Em decisão anterior, o relator já havia indeferido a tutela de urgência requerida, observando que, mesmo que a tese prevalecesse, a vaga seria preenchida por antiguidade — e não pela autora, que estaria em terceiro lugar entre os inscritos. Destacou, ainda, que sua ausência no certame impedia eventual reconhecimento de direito subjetivo à nomeação.

A desistência do pedido foi formalizada e homologada pelo relator, que determinou a extinção do processo sem resolução de mérito.

Ainda assim, ele aproveitou a decisão para levantar pontos estruturais e recomendar o aprofundamento do debate sobre a adoção de ações afirmativas no preenchimento de colegiados especializados.

Alerta estrutural

Apesar da desistência, o conselheiro destacou que o caso concreto reflete uma realidade institucional mais ampla.

Segundo ele, há indícios de estruturas burocráticas que perpetuam estereótipos de gênero e limitam o acesso de mulheres a espaços de poder.

"Julgo pertinente registrar que o quadro geral apresentado neste feito sugere a possibilidade de arranjos burocráticos que caminharão tendencialmente para ensejos de discriminação estrutural – e não apenas no TJ/SP, mas potencialmente em vários outros tribunais do país –, reforçando estereótipos ancestrais da sociedade brasileira [...] dificultando sobremodo o acesso de mulheres aos mais diversos espaços, inclusive pelo prejulgamento de suas aptidões temáticas."

Feliciano também pontuou que a exclusão feminina nas Câmaras Empresariais decorre de fatores indiretos, como o critério de eleição — realizado por um colegiado de maioria masculina — em vez da adoção de critérios objetivos como antiguidade ou merecimento.

Apesar de reconhecer avanços no TJ/SP — primeiro tribunal estadual a implementar a lista exclusiva feminina prevista na Resolução CNJ 525 —, o relator afirmou que as normas atuais ainda não enfrentam de forma suficiente o problema.

"Trata-se, antes, de um problema estrutural localizado – órgãos fracionários aos quais se pode aceder fora dos critérios do art. 93, II, da CRFB – que as Resoluções CNJ n. 255 (com a redação da Res.
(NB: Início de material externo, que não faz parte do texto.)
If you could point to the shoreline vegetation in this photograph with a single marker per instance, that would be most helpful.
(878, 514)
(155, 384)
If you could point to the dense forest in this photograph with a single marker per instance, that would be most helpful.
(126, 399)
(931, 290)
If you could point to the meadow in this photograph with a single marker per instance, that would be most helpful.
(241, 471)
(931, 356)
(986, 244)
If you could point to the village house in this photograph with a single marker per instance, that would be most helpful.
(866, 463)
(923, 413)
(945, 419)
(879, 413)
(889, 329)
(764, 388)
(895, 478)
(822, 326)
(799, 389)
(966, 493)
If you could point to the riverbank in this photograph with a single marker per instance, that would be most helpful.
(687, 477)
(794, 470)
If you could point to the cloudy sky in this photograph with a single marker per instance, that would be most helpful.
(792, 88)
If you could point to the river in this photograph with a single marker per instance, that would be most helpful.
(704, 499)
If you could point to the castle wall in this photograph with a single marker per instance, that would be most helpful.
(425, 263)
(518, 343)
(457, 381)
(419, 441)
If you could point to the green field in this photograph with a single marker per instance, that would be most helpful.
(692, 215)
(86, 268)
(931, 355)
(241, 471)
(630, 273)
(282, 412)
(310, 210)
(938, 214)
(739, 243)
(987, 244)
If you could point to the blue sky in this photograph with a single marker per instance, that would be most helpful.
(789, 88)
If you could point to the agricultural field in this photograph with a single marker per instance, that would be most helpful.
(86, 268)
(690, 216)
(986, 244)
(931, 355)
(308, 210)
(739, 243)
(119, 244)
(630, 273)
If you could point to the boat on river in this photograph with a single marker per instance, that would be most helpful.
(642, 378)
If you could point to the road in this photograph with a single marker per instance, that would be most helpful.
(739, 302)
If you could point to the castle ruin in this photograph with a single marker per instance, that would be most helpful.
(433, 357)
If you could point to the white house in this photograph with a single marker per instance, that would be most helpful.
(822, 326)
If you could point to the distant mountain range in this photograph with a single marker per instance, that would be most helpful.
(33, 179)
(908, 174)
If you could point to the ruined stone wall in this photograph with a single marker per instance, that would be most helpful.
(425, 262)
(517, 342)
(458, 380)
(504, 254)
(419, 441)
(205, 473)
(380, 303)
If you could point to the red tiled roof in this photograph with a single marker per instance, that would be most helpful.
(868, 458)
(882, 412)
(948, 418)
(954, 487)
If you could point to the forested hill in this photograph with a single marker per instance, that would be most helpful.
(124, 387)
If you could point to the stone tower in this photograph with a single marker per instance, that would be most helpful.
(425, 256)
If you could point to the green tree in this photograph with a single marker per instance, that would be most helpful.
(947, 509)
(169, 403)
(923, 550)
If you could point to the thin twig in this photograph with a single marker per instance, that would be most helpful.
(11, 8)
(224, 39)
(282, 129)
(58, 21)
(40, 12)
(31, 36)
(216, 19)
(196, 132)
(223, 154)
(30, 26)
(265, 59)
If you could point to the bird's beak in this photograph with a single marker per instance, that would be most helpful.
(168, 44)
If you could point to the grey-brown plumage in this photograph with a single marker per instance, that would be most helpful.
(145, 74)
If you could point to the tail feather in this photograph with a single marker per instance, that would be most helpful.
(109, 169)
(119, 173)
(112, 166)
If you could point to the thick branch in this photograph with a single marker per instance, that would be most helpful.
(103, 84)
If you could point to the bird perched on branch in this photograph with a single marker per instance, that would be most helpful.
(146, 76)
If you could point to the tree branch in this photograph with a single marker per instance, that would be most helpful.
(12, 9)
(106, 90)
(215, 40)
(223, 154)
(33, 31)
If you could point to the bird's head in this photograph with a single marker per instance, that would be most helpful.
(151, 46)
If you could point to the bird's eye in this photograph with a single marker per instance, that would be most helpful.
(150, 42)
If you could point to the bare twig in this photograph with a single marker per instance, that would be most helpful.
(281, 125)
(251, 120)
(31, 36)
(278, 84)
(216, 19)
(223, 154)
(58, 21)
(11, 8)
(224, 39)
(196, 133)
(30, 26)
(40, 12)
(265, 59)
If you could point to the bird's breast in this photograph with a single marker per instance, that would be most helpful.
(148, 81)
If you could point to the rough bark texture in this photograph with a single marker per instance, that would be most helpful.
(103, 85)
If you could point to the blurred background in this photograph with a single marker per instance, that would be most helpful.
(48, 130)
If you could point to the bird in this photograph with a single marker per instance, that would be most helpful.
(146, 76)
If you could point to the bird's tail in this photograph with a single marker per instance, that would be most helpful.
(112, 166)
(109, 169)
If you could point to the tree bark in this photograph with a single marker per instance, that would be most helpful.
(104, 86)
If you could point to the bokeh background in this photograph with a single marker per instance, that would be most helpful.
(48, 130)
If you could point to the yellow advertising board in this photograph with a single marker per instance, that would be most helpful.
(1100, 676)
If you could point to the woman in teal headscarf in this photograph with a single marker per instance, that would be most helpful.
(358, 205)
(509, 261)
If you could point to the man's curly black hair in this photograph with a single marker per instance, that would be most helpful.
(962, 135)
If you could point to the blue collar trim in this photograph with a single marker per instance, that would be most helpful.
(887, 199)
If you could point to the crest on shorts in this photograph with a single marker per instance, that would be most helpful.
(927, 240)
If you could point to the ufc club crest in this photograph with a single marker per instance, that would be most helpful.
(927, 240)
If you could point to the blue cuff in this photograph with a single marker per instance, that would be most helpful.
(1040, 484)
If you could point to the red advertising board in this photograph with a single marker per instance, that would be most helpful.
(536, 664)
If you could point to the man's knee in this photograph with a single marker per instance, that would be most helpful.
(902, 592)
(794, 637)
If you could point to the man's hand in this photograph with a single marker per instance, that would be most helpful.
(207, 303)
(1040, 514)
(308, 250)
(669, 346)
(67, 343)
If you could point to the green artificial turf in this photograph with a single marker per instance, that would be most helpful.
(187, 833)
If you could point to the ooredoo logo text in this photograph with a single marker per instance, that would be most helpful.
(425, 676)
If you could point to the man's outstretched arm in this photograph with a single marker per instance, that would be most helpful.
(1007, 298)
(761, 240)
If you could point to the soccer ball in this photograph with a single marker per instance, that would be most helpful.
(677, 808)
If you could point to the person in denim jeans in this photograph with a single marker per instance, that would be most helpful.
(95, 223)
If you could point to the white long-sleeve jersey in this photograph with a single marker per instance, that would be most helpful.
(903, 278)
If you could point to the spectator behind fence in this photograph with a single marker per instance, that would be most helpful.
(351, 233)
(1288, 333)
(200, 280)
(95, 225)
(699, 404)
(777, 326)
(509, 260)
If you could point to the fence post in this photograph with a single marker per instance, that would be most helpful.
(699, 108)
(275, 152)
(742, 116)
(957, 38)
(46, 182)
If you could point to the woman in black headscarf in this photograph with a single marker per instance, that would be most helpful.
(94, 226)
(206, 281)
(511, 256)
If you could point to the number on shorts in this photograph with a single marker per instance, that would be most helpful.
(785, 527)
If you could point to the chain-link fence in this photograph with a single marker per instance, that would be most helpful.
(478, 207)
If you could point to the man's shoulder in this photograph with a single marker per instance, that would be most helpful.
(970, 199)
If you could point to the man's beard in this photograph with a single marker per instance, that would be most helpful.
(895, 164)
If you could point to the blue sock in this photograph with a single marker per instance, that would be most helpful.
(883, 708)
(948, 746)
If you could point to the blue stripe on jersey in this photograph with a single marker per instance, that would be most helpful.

CNJ n. 540/2023) e n. 525 não equacionaram."

Entre as sugestões apresentadas, propôs a adoção de listas femininas exclusivas para eleições em órgãos fracionários que permaneçam com composição exclusivamente masculina por longos períodos.

Ao final, recomendou que a Presidência do CNJ leve o tema ao Comitê de Incentivo à Participação Institucional Feminina no Poder Judiciário, coordenado pela conselheira Renata Gil.

Veja a decisão.

Conselheiro do CNJ ressaltou que há disparidade de gênero estrutural em órgãos fracionários de tribunais.(Imagem: Adobe Stock)

Paridade nos tribunais

A discussão sobre equidade de gênero no Poder Judiciário vem ganhando espaço institucional desde 2023.

Em setembro daquele ano, o CNJ aprovou proposta de alteração da resolução 106/10, incluindo medidas concretas para promoção da igualdade entre homens e mulheres na magistratura. A nova norma — formalizada pela resolução CNJ 525/23 — passou a exigir a formação de listas mistas e listas exclusivamente femininas nas promoções por merecimento, até que se atinja a paridade de gênero nos tribunais.

Poucos meses depois, em janeiro de 2024, o TJ/SP aplicou a medida e aprovou o primeiro edital voltado à promoção de juízas de carreira por meio de lista exclusiva de mulheres.

O concurso, no entanto, foi alvo de contestação. Um grupo de juízes impetrou mandado de segurança contra a exclusividade da lista, alegando violação ao princípio da igualdade. O processo acabou sendo extinto pelo desembargador Campos Mello, o que permitiu o prosseguimento do certame.

Com isso, em 10/4/24, o Órgão Especial do TJ/SP aprovou, por 16 votos a 8, a promoção da juíza Maria de Fátima Santos Gomes ao cargo de desembargadora — a primeira promovida com base na nova regra de paridade.